31. the underground citrus gardens of Baldesare Forestiere

The Sicilian born Baldesare, bought a plot to farm in the arid San Joaquin Valley in the early 1900s. He envisioned a vineyard, but the poor guy hit the hardpan within a few feet. The dry hot sun had baked the clay earth to rock. He dug out an underground room and and realized how pleasant the belowearth could be. Now that he had escaped the heat to think, Baldesare, with his tools and barrow, decided he'd make his home and garden happen nevertheless. He dug and excavated, created skylights and planters, gardens and benches. His fruit trees and vines crept from his caverns to the flat earth above where the sun settled. He carved out 10 acres of space, three levels of depth, 50+ rooms, in 40 years time.

Today the gardens are only partially open to the public, partially under repair. Keil and I and our group of comrades that dutifully followed our descriptive leader walked through all that was made available to us.

In Baldesare's time, his gardens were outside the city, a pastoral paradise, today the gardens sit in the hot sprawl of Fresno just across the street from an In and Out Burger, a McDonalds, and a Chevron station to fill our tanks.

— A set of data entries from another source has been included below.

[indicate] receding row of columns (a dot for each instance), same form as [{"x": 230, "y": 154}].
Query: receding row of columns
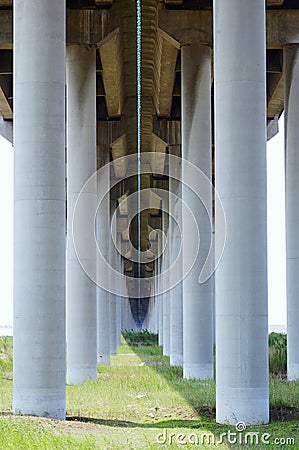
[{"x": 184, "y": 316}]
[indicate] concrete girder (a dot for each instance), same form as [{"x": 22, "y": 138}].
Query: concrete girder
[
  {"x": 180, "y": 3},
  {"x": 86, "y": 26},
  {"x": 109, "y": 49},
  {"x": 119, "y": 149},
  {"x": 196, "y": 26},
  {"x": 275, "y": 88},
  {"x": 5, "y": 107},
  {"x": 167, "y": 73}
]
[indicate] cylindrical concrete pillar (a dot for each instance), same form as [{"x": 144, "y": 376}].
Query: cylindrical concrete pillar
[
  {"x": 39, "y": 239},
  {"x": 81, "y": 160},
  {"x": 241, "y": 277},
  {"x": 176, "y": 293},
  {"x": 165, "y": 298},
  {"x": 196, "y": 148},
  {"x": 113, "y": 324},
  {"x": 103, "y": 301},
  {"x": 291, "y": 76}
]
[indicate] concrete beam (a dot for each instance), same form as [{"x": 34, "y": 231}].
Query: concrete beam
[
  {"x": 86, "y": 26},
  {"x": 6, "y": 29},
  {"x": 5, "y": 108},
  {"x": 6, "y": 130},
  {"x": 109, "y": 49},
  {"x": 119, "y": 149},
  {"x": 169, "y": 55},
  {"x": 103, "y": 2},
  {"x": 275, "y": 88},
  {"x": 196, "y": 26},
  {"x": 275, "y": 2}
]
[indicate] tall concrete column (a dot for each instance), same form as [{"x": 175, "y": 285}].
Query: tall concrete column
[
  {"x": 81, "y": 160},
  {"x": 241, "y": 277},
  {"x": 291, "y": 74},
  {"x": 39, "y": 235},
  {"x": 196, "y": 148},
  {"x": 112, "y": 297},
  {"x": 165, "y": 298},
  {"x": 176, "y": 293},
  {"x": 103, "y": 301}
]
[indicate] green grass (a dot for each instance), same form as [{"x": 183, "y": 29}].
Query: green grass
[{"x": 134, "y": 399}]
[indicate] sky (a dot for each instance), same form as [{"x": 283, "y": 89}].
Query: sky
[{"x": 276, "y": 231}]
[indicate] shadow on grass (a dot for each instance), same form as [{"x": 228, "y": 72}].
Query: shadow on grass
[
  {"x": 174, "y": 377},
  {"x": 177, "y": 423}
]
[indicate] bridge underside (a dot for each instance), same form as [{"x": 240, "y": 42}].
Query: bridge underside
[{"x": 211, "y": 83}]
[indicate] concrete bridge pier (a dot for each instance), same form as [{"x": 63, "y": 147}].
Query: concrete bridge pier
[
  {"x": 241, "y": 277},
  {"x": 39, "y": 236},
  {"x": 196, "y": 148},
  {"x": 291, "y": 70},
  {"x": 81, "y": 158}
]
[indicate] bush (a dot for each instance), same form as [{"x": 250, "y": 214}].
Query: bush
[
  {"x": 278, "y": 354},
  {"x": 138, "y": 338}
]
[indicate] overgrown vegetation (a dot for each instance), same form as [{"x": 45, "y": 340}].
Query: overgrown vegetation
[
  {"x": 139, "y": 338},
  {"x": 6, "y": 359},
  {"x": 278, "y": 354},
  {"x": 134, "y": 399}
]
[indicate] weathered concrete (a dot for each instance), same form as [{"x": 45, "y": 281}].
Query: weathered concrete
[
  {"x": 39, "y": 239},
  {"x": 291, "y": 59},
  {"x": 103, "y": 227},
  {"x": 241, "y": 278},
  {"x": 81, "y": 159}
]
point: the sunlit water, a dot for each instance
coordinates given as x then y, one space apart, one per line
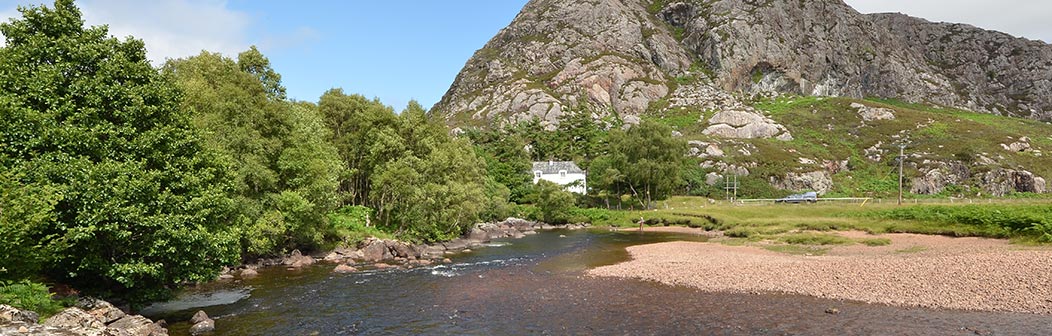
537 285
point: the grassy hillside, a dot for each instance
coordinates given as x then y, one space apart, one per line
1025 221
831 130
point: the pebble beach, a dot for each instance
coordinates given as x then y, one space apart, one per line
937 272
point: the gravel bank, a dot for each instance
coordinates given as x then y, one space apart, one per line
914 271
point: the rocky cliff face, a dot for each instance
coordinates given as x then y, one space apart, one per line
629 57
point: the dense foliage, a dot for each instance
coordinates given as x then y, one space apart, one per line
423 183
285 172
106 184
125 180
1008 220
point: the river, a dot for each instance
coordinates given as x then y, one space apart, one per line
537 285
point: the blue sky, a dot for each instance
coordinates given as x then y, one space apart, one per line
398 51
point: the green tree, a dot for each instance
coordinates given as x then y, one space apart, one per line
287 173
651 160
139 203
506 161
555 203
365 135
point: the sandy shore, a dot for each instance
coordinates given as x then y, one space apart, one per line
914 271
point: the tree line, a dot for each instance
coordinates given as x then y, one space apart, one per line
127 180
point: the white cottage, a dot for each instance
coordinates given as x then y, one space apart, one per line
562 173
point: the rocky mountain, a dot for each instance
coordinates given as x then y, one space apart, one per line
632 57
788 95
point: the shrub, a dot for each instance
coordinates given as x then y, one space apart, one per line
29 296
741 233
815 239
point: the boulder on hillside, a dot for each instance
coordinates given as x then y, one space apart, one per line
871 114
372 250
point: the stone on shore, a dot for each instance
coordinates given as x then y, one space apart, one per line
74 318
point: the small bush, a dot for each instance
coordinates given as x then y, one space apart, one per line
815 239
741 233
875 241
29 296
352 224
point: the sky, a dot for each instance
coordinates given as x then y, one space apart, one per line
408 50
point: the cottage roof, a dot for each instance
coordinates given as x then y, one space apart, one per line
555 166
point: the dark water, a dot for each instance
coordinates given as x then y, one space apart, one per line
535 285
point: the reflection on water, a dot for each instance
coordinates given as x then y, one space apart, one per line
535 285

The guided tour carried through the cavernous archways of active gardens. Many of which held the original grafted fruit trees of Baldesare.

our leader

she encouraged us to read the hand written informative panels

a nested hummingbird

his water well (now dry as a skeleton)

A foci of the tour is Baldesare's personal private living quarters, where people might imagine how he lived his life, where he slept ate, bathed, dreamed, peed, etc.